[scribus] Setting up color management
Hal V. Engel
hvengel at astound.net
Fri Nov 6 19:45:57 CET 2009
On Thursday 05 November 2009 10:59:02 am Alexandre Prokoudine wrote:
> On 11/5/09, michael crane wrote:
> > why can't you print something out and adjust the monitor so it looks
> > like the print ? would that work ?
>
> You are missing the "controlled lighting" bit. The light coming from
> window is not the same even when sun doesn't shine directly into the
> room.
>
> Try adjusting contrast of a picture in the evening/night and then look
> at it in daylight only to discover that you quite overdid contrast.
>
> Color science is fun :)
>
> Alexandre
There are actually ISO and ANSI standards about how your work room should be
setup. These include things like:
1. How bright the room should be. In fact the room should be very dim (less
than 30 LUX in the professional standards and always less than 60 LUX) and the
room should always have the same level of lighting when doing this work.

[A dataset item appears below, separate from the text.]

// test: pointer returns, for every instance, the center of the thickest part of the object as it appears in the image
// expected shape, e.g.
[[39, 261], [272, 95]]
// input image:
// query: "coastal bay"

2. The color temperature of the lighting (around 5000K).
3. The color of the walls and furniture in the room (medium to dark gray).
4. The color of the clothing warn by those doing imaging work (dark gray or
black is best).
5. The color of the monitor surround (dark gray or black).
6. The location of any lighting relative to the monitor (no glare).
When working on your monitor you want your perception to be totally adopted to
the (calibrated and characterized) monitor and you want the room, it's
contents and lighting to have little or no influence on your color perception.
When you view a print in the viewing booth the same thing should be true for
the print and it's viewing conditions.